Other key points those stakeholders were in agreement on were the need for the declaration of a federal health emergency and for more funding for treatment options.
“The entire room wanted a national emergency or a national crisis proclaimed,” Culbertson said. “If we are not talking about it on a national level, as a national emergency, then the drug users’ lives are not equal to other lives that are lost.”
Trudeau made no commitment to any policy during the meeting.
“He just listened,” Culbertson said. “Being in the room and having so much common ground with such a diverse group of first responders and stakeholders was comforting. And I felt that our voices were heard.”
Health Canada referred questions to the Ministry of Justice, which referred questions to the Prime Minister’s Office, which did not respond by deadline.
On the campaign trail in Vancouver in March 2015, a journalist with the UBC-based Cited podcast asked Trudeau for his position on prohibition.
“I disagree with loosening any of the prohibition on harder drugs,” Trudeau responded. “I think that there is much that we can and should be doing around harm reduction. Insite is a great model of that, and I certainly want to see more safe injection sites opened around the country. And I am firm on the fact marijuana needs to be controlled and regulated and that prohibition isn’t working. But I’m not in favour of loosening restrictions on harder drugs.”
Since 2012, the number of fatal overdoses in B.C. has increased, from 273 people to 330 in 2013, 366 in 2014, 510 in 2015, and 914 in 2016. Last year, the synthetic opioid fentanyl was detected in 60 percent of fatal overdoses.
On January 18, the Straight reported that Don Davies, the NDP MP for Vancouver Kingsway and Opposition health critic, said he wants an open debate about legalizing hard drugs in response to the fentanyl crisis.
“I think we are at the point, as a country, where we can start opening a dialogue about finding a better method of distributing drugs, legally, to those who are addicted to them so that we can avoid the unnecessary death, destruction, and crime that is so clearly associated with the current model [prohibition],” Davies said. “I am in favour of starting that dialogue.”
In a December interview with the Straight, B.C. health minister Terry Lake said he has heard conversations about legalization happening at the federal level and that he is interested in those debates but at this time has no position on the issue.
“When I was at the opioid summit in Ottawa [on November 18], people would bring this up,” he said. “The federal government, really, has the policy pen on the way we look at controlled substances. A lot of people are saying we should be like some countries in Europe and just legalize all drugs and make sure there is a safe supply. But I’m not sure; I don’t know enough.”

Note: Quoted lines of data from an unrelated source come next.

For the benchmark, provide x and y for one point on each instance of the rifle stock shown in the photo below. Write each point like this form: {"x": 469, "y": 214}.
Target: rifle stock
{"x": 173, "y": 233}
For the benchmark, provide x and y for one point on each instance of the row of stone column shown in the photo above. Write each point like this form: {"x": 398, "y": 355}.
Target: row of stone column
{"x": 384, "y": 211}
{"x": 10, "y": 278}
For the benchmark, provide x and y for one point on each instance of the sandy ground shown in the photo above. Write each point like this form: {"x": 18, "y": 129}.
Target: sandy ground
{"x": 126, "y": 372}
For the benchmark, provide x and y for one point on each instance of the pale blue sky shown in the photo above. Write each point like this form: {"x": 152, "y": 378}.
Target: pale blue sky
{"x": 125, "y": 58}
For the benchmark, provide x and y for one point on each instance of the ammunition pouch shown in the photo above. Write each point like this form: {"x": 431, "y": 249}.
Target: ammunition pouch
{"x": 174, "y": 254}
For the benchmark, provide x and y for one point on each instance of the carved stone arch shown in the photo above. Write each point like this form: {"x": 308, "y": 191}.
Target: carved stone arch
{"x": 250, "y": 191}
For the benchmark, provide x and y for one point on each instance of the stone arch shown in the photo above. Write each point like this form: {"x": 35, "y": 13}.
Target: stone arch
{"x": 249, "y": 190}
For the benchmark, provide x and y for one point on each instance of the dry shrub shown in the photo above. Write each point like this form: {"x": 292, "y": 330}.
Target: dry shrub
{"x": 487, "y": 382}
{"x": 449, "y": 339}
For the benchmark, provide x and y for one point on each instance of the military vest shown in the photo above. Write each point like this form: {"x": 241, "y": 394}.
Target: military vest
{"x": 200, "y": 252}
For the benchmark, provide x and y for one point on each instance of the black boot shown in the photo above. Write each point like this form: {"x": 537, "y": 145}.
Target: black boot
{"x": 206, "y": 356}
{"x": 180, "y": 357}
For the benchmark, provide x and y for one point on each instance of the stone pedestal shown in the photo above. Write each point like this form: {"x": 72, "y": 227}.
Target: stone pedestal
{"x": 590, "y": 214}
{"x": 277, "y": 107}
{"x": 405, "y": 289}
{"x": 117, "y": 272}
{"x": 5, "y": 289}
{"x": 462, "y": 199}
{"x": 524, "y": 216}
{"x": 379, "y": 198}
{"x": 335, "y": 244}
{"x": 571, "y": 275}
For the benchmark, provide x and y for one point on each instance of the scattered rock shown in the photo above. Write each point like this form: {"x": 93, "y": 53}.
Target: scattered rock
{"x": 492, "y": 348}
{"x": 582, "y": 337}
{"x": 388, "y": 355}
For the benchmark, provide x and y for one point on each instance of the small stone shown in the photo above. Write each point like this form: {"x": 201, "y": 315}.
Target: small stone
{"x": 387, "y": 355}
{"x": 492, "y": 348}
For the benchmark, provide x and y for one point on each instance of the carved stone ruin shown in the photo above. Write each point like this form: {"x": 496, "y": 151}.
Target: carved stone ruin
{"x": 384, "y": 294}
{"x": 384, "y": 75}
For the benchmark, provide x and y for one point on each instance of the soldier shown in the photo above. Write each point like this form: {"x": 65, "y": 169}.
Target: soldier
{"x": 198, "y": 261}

Attending the meeting with Trudeau for the provincial government was Linda Lupini, executive vice president for the Provincial Health Services Authority and B.C. Emergency Health Services.
She told the Straight she stressed to the prime minister the toll the overdose epidemic it taking on B.C.’s first responders.
“There is a another set of victims developing here,” Lupini said. “Those are some of the community support workers and our first responders. This is taking an emotional toll and a physical toll that’s unprecedented. And to keep a workforce resilient in a situation like this is extremely difficult.”
Asked about legalization, Lupini said that’s a question outside of her area of expertise.